In the module, centrifugal gravity will be weakest at the center of the module, and strongest at the ends where it joins with the neighbor modules. Even though the module is straight, the gravity will feel like it is a hill. If you place a marble on the deck in the center, it will roll "downhill" to one of the edges.
As you see, the designers tried to compensate for this by angling the decks, but it really doesn't work very well.
Somewhat more elaborate in conception is the 94 ft wheel-shaped satellite prepared by two design engineers of the Lockheed Missile Division. This celestial laboratory for a crew of 10 weighs 400 tons, and is intended to orbit at a height of 500 miles. Each pre-fabricated section is 10 ft in diameter and 20 ft long, fitted with airlocks, and weighs 10 tons delivered into orbit. Powerful 3-man "astro-tugs" would round up the orbiting packages and couple them up. The entire operation should not take more than a month. The whole design has been investigated in exceptional detail, and is complete with nuclear power reactor and propulsion unit for changing orbit, astronomical telescopes, computer room, space-medical laboratory, airlocks for access, etc. All gravitational worries would be relieved by rotating the vehicle about its hub, which would remain stationary for observational purposes.

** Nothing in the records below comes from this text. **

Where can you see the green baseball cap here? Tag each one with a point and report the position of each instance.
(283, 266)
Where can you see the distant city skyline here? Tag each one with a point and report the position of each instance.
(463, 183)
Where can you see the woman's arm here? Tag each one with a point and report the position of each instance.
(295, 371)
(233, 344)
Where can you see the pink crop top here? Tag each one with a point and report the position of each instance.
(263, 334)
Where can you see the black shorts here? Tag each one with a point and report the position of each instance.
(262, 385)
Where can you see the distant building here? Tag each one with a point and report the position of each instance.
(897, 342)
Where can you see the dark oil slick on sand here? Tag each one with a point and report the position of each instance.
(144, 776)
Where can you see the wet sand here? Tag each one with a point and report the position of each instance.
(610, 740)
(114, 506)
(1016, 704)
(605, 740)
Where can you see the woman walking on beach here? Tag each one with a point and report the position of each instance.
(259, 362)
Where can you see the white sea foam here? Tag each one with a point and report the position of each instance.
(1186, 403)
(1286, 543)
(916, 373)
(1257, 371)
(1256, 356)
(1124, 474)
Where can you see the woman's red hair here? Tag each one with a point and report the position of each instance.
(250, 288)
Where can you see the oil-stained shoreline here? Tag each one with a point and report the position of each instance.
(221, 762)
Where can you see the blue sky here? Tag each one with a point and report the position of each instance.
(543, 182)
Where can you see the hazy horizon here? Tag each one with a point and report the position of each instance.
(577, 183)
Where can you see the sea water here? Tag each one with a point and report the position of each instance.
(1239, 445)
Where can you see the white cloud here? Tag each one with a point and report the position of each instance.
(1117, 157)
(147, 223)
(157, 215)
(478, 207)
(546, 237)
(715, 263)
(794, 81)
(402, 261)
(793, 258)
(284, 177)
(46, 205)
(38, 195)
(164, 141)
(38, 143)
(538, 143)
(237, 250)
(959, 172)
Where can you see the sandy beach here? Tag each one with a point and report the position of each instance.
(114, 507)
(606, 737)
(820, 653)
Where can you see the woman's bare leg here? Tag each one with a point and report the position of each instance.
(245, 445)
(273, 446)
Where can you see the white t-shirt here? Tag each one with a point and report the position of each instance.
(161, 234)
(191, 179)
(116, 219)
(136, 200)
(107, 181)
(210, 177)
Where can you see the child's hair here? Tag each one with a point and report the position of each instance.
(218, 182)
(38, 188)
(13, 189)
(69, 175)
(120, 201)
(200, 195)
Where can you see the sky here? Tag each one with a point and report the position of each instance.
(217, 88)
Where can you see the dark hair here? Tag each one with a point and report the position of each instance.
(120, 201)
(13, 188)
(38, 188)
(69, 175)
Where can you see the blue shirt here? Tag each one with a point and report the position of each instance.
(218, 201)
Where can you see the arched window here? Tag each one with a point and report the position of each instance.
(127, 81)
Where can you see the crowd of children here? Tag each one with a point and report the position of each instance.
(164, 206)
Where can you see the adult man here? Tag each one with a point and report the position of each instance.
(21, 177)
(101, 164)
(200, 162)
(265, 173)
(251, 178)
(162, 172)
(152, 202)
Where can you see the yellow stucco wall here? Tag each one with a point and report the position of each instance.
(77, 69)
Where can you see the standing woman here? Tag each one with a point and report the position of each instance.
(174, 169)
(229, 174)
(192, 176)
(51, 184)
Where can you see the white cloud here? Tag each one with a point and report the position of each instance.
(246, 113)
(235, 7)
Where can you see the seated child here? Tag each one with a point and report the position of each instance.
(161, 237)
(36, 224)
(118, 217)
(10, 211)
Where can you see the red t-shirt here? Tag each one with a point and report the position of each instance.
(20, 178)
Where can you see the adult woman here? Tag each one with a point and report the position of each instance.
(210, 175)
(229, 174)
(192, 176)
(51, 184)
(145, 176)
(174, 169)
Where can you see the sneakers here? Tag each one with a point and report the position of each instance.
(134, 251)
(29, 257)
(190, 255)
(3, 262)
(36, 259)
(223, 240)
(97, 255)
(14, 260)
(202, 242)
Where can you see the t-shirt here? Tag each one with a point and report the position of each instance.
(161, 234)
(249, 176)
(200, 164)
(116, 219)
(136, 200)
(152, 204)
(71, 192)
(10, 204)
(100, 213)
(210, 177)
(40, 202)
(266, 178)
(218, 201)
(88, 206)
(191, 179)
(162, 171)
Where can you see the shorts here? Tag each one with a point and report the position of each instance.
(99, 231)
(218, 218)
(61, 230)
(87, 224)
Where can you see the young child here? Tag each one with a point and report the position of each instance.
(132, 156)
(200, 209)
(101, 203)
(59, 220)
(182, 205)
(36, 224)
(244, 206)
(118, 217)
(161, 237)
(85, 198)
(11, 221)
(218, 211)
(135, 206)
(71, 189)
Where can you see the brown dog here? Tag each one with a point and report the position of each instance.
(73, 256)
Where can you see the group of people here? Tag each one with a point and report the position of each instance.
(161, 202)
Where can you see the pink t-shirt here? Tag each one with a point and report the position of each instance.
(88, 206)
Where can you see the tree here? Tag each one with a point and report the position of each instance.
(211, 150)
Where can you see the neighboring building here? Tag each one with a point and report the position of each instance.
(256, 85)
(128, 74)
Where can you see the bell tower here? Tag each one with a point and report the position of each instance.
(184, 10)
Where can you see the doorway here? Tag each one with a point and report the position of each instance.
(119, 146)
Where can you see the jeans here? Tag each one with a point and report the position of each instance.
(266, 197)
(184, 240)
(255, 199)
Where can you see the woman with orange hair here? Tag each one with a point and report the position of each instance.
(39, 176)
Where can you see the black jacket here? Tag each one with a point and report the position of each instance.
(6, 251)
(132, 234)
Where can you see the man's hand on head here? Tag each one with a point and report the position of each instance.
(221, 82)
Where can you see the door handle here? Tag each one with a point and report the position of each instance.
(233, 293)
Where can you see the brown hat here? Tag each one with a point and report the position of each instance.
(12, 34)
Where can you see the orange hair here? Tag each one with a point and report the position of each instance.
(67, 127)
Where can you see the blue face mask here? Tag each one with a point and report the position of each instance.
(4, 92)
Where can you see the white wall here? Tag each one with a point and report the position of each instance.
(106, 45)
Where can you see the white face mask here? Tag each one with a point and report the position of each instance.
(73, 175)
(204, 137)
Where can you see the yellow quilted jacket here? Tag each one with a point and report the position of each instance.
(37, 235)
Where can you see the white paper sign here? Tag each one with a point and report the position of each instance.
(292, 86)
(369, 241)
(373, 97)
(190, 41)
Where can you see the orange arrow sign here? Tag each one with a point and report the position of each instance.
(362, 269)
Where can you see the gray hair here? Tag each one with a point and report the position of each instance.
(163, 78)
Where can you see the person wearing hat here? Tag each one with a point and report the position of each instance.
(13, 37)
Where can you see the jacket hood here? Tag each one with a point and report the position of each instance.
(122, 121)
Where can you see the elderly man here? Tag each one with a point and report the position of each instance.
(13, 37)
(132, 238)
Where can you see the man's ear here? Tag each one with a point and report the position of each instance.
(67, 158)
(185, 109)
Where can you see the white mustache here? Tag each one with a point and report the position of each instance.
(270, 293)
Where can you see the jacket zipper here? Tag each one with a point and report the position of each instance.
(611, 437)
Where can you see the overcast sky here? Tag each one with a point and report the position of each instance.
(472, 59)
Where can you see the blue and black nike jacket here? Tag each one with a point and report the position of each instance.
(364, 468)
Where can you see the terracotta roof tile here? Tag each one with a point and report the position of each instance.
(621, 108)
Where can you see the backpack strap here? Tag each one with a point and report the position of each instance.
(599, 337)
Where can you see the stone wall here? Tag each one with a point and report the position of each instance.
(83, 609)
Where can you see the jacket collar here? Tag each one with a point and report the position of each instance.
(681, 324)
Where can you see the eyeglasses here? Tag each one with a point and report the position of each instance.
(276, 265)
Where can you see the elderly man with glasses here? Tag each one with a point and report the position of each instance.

The Lockheed space station made an apperance on the 1959 TV show Men into Space. I have not seen this show, but from what I've read it was astonishingly scientifically accurate. Certainly more accurate than most anything from TV or movies in the last couple of decades. Thanks to Drake Grey for bringing this to my attention.
This is from those innocent days before the discovery of nuclear power. The station uses solar power in the form of mercury boilers, since these were also the days before the discovery of the photoelectric effect.
Station desgined by R.A.Smith and H.E.Ross (circa 1940). Again, the station is powered by mercury boilers. The telescope uses a coelostat to counteract the spin of the station. The antenna support arm is de-spun to allow a spacecraft to dock, then is spun up to allow the air-lock module to mate with the station habitat module.
Apparently the artist who did the book cover had seen this old Soviet space station design. I have not been able to discover any details about the station, except that the model is apparently hanging in some Russian museum.